Louer 70 mètres carrés avec terrasse et place de parking dans un immeuble neuf d’un quartier verdoyant en plein cœur de Vienne, pour 1 500 euros charges comprises ? Cette annonce, publiée début juin sur un site immobilier autrichien, ferait rêver n’importe quel Parisien. Mais dans la capitale autrichienne, considérée comme un paradis pour locataires, elle est plutôt vue comme une illustration de la forte hausse du prix des logements observée ces dernières années. Cette perception souligne une tension croissante sur le marché immobilier viennois, malgré sa réputation d’accessibilité. La comparaison avec Paris met en lumière un contraste saisissant des attentes et des réalités des coûts de logement en Europe.
En Autriche, les loyers du secteur privé non régulés sont souvent indexés sur l’inflation, et celle-ci a progressé de plus de 20 % en trois ans. À tel point que le sujet a agité la campagne pour les élections municipales, en avril. Cette indexation, couplée à une inflation significative, pèse lourdement sur le pouvoir d’achat des locataires. « Le modèle viennois de logement abordable reste considéré comme un exemple au niveau international », a toutefois répété le maire (social-démocrate), Michael Ludwig, largement réélu, avec près de 40 % des voix – après avoir fait campagne en promettant de continuer la politique qui fait depuis cent ans la fierté de « Vienne la rouge » : le logement social. La politique de logement social est un pilier fondamental de l’identité viennoise et un atout majeur pour maintenir l’accessibilité.
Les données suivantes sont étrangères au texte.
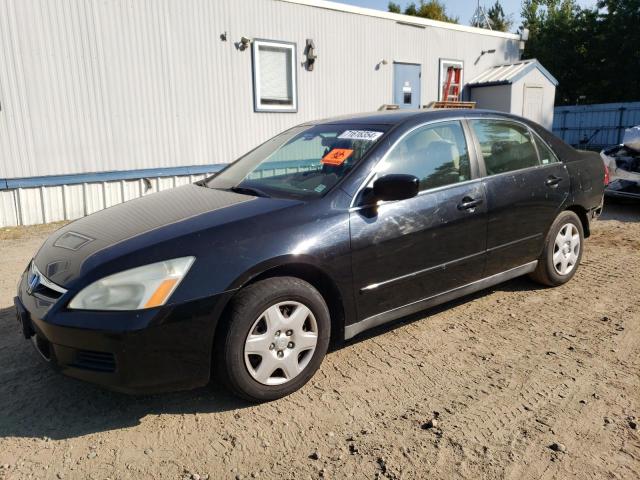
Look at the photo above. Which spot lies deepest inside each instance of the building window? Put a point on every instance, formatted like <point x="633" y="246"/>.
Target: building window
<point x="274" y="76"/>
<point x="457" y="67"/>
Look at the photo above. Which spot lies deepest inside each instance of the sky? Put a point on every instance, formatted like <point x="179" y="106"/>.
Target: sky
<point x="463" y="9"/>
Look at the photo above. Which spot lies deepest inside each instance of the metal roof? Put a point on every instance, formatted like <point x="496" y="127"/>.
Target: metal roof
<point x="400" y="18"/>
<point x="510" y="73"/>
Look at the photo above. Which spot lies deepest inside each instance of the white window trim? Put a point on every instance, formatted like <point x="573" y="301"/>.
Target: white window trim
<point x="441" y="73"/>
<point x="258" y="106"/>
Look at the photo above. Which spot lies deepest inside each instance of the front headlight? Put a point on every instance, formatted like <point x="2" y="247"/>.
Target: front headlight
<point x="135" y="289"/>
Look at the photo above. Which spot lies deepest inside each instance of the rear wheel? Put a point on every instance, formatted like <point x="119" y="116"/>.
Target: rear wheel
<point x="275" y="339"/>
<point x="562" y="251"/>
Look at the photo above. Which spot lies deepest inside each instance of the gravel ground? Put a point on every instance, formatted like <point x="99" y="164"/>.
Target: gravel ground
<point x="514" y="382"/>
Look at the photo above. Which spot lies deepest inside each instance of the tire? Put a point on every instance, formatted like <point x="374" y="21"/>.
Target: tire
<point x="561" y="254"/>
<point x="266" y="348"/>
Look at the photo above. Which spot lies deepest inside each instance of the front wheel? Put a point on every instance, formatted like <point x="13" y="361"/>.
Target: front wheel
<point x="562" y="251"/>
<point x="276" y="338"/>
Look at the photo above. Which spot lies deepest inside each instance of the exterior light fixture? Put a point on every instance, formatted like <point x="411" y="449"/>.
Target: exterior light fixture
<point x="382" y="61"/>
<point x="244" y="43"/>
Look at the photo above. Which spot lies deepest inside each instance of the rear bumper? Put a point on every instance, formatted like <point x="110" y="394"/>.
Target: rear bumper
<point x="170" y="348"/>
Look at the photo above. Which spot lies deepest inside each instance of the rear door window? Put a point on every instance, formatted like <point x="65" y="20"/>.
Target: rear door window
<point x="546" y="154"/>
<point x="506" y="146"/>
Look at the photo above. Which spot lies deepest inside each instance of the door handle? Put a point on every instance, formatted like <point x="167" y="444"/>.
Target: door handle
<point x="552" y="181"/>
<point x="469" y="203"/>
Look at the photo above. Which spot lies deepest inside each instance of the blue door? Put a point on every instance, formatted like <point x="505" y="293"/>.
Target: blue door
<point x="406" y="85"/>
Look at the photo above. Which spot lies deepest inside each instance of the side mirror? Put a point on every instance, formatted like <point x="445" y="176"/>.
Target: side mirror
<point x="395" y="186"/>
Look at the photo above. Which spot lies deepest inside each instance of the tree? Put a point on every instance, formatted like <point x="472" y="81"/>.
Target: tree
<point x="592" y="52"/>
<point x="432" y="9"/>
<point x="499" y="21"/>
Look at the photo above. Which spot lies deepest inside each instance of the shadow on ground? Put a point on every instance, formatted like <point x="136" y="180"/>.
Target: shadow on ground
<point x="36" y="401"/>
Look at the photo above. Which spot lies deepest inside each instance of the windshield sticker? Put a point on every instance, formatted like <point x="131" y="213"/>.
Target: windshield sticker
<point x="337" y="156"/>
<point x="360" y="135"/>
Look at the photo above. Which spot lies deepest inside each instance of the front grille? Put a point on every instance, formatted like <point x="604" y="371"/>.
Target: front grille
<point x="96" y="361"/>
<point x="46" y="292"/>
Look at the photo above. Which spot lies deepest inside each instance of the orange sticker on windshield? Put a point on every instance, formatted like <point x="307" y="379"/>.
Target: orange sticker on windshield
<point x="337" y="156"/>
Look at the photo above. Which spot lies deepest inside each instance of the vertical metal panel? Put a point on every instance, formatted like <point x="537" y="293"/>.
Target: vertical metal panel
<point x="8" y="211"/>
<point x="103" y="85"/>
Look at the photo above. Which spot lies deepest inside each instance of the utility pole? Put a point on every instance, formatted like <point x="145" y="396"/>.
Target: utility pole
<point x="480" y="18"/>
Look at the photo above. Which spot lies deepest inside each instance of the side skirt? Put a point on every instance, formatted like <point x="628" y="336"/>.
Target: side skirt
<point x="399" y="312"/>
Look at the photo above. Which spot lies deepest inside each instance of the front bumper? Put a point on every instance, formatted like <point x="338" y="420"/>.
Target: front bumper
<point x="148" y="351"/>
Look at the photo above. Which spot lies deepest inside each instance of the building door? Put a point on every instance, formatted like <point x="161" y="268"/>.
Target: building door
<point x="532" y="105"/>
<point x="406" y="85"/>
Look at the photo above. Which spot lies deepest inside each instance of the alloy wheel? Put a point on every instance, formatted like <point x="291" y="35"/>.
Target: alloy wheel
<point x="281" y="343"/>
<point x="566" y="249"/>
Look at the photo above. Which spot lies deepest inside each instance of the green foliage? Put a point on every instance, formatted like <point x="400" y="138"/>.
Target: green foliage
<point x="499" y="21"/>
<point x="593" y="52"/>
<point x="432" y="9"/>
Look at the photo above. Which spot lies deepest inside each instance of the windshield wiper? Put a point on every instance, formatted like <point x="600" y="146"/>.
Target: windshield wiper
<point x="249" y="191"/>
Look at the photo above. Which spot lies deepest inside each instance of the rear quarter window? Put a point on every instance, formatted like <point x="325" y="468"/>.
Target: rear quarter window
<point x="506" y="146"/>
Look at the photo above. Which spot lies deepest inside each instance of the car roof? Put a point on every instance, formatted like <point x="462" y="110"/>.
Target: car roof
<point x="397" y="117"/>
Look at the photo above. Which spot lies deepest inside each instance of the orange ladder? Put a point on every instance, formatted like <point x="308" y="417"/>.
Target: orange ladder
<point x="451" y="91"/>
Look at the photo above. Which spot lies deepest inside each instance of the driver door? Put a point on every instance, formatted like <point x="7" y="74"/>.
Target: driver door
<point x="410" y="250"/>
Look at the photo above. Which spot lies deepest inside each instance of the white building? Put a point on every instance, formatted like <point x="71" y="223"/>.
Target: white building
<point x="106" y="100"/>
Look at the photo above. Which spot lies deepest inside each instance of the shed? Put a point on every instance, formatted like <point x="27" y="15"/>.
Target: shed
<point x="523" y="88"/>
<point x="101" y="103"/>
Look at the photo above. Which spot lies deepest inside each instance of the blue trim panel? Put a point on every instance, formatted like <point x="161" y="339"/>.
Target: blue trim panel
<point x="55" y="180"/>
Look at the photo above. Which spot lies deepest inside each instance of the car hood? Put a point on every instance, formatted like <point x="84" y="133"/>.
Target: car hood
<point x="140" y="224"/>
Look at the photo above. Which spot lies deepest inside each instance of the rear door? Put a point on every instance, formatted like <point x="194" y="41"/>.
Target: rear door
<point x="526" y="187"/>
<point x="413" y="249"/>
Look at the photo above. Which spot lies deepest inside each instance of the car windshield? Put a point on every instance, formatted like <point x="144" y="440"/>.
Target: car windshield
<point x="303" y="162"/>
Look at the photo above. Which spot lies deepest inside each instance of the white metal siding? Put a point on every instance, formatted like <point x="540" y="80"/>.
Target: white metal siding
<point x="94" y="86"/>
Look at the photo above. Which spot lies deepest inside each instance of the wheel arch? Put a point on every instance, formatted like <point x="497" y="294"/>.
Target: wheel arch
<point x="304" y="269"/>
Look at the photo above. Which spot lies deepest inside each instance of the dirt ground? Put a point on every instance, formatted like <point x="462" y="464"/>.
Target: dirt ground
<point x="505" y="373"/>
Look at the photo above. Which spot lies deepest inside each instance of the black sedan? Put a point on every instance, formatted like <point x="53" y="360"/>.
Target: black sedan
<point x="322" y="232"/>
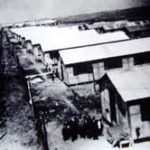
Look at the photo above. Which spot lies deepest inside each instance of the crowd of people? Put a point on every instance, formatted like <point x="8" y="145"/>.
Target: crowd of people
<point x="83" y="126"/>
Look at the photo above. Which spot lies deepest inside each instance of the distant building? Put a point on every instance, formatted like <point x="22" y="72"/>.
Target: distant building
<point x="88" y="64"/>
<point x="137" y="31"/>
<point x="54" y="39"/>
<point x="125" y="100"/>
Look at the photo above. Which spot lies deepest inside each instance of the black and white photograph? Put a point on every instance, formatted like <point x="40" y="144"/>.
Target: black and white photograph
<point x="75" y="75"/>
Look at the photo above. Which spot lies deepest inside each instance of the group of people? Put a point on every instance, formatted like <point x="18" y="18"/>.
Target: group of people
<point x="83" y="126"/>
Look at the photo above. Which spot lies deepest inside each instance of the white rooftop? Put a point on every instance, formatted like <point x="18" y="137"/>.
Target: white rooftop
<point x="133" y="84"/>
<point x="56" y="38"/>
<point x="104" y="51"/>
Même si le marché purement privé s’est en effet un peu tendu depuis le début de la guerre en Ukraine, la cité danubienne, avec ses 2 millions d’habitants, reste l’une des capitales les moins chères pour se loger en Europe occidentale. Cette résilience est remarquable, surtout dans un contexte géopolitique tendu. « Notre secret ? C’est ce tout petit quartier », aime répéter Thomas Ritt, en montrant un diagramme de la répartition du marché de l’habitat dans la ville. « Le marché privé locatif à prix libre ne représente que 11 % de tous les logements », vante cet économiste spécialiste du logement à la Chambre des travailleurs, une institution proche des syndicats. Cette faible proportion de logements privés à prix libre est la clé de la stabilité relative des loyers à Vienne, un modèle qui pourrait inspirer d’autres métropoles européennes.